Our results suggest that (a) the addition of hyaluronan to dialysate could decrease peritoneal fluid absorption and thus increase the net ultrafiltration; this effect appears to be both size dependent and concentration dependent. (b) High molecular weight fraction of hyaluronan may also decrease the transcapillary Qu by decreasing tissue hydraulic conductivity. (c) A higher concentration of hyaluronan in dialysate resulted in a more marked decrease in peritoneal fluid absorption (absorption to peritoneal tissues as well as direct lymphatic absorption), possibly through both decreasing tissue hydraulic conductivity and increasing fluid viscosity. (d) Decreasing tissue hydraulic conductivity by adding a high concentration of hyaluronan to dialysate does not decrease the transcapillary ultrafiltration, possibly because the osmotic effect of hyaluronan may counterbalance the decrease in transcapillary ultrafiltration because of the decrease in tissue hydraulic conductivity.
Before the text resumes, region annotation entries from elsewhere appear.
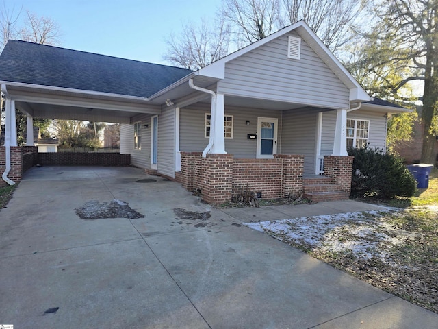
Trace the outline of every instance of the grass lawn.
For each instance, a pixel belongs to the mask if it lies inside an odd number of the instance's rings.
[[[438,170],[428,188],[389,205],[385,211],[246,225],[438,313]]]

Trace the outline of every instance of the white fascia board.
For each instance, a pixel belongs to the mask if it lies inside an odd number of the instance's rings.
[[[23,82],[14,82],[11,81],[0,81],[0,84],[4,84],[8,86],[13,86],[17,87],[31,88],[34,89],[40,89],[44,90],[60,91],[72,93],[78,95],[87,95],[90,96],[101,96],[107,97],[119,98],[125,100],[143,101],[149,101],[147,97],[140,97],[138,96],[129,96],[127,95],[114,94],[112,93],[103,93],[100,91],[83,90],[81,89],[73,89],[72,88],[55,87],[53,86],[44,86],[40,84],[26,84]]]
[[[371,97],[361,86],[350,89],[350,101],[369,101]]]
[[[151,96],[149,98],[149,100],[152,100],[154,98],[157,98],[157,97],[161,96],[162,95],[165,94],[166,93],[168,93],[168,92],[170,91],[172,89],[177,87],[178,86],[181,85],[183,84],[185,84],[185,82],[189,81],[191,78],[194,77],[195,75],[196,75],[196,72],[193,72],[192,73],[189,73],[188,75],[185,75],[185,77],[181,78],[180,80],[179,80],[178,81],[174,82],[173,84],[170,84],[170,86],[168,86],[164,89],[162,89],[161,90],[155,93],[155,94],[153,94],[152,96]]]
[[[390,114],[411,113],[415,111],[415,110],[412,110],[411,108],[397,108],[396,106],[385,106],[384,105],[368,104],[367,103],[362,103],[361,110],[368,110],[373,112]]]
[[[203,75],[205,77],[214,77],[216,79],[225,78],[225,62],[215,62],[206,66],[200,69],[195,72],[196,75]]]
我们最近发现,向腹膜透析液中添加透明质酸可能会降低腹膜液吸收速率,这可能是通过降低腹膜组织水导率实现的。研究发现透明质酸的物理化学性质既取决于分子量,也取决于浓度。在本研究中,我们调查了不同分子量以及不同浓度的透明质酸对腹膜液动力学的影响。
对48只雄性Sprague-Dawley大鼠(每组6只)进行了为期4小时的驻留研究,以131I白蛋白(RISA)作为腹腔内体积标志物。每只大鼠腹腔内单独注射25ml 1.36%葡萄糖透析液(对照组),或注射含不同分子量[85,000(HA85K组)、280,000(HA280K组)、500,000(HA500K组)和4,000,000(HA4M组)分子量]的0.01%透明质酸(HA),或注射含不同浓度透明质酸[(分子量500,000);0.01%(0.01%HA组)、0.05%(0.05%HA组)、0.1%(0.1%HA组)和0.5%(0.5%HA组)透明质酸]。
与对照组相比,HA500K组和H4M组以及所有不同浓度组(分子量500,000)的腹膜液吸收速率(通过RISA清除率KE评估)显著降低,导致这些组(H4M组除外)的净液体清除量显著高于对照组。在0.5%HA组(但在其他透明质酸组中未出现),直接淋巴吸收(KEB)也显著降低。与对照组相比,HA4M组的跨毛细血管超滤率(Qu)显著更低,但与其他组相比,0.05%HA组(0.1%HA组也有升高趋势)的Qu显著更高。与对照组相比,0.5%HA组的Qu没有差异,尽管该组的KE比H4M组下降得更明显。HA85K组和HA280K组与对照组之间的KE、Qu和净液体清除量没有显著差异。
我们的结果表明:(a)向透析液中添加透明质酸可降低腹膜液吸收,从而增加净超滤;这种效应似乎既取决于大小,也取决于浓度。(b)透明质酸的高分子量部分也可能通过降低组织水导率来降低跨毛细血管Qu。(c)透析液中较高浓度的透明质酸导致腹膜液吸收(对腹膜组织的吸收以及直接淋巴吸收)更显著降低,这可能是通过降低组织水导率和增加液体粘度实现的。(d)通过向透析液中添加高浓度透明质酸来降低组织水导率并不会降低跨毛细血管超滤,这可能是因为透明质酸的渗透作用可能会抵消由于组织水导率降低而导致的跨毛细血管超滤的降低。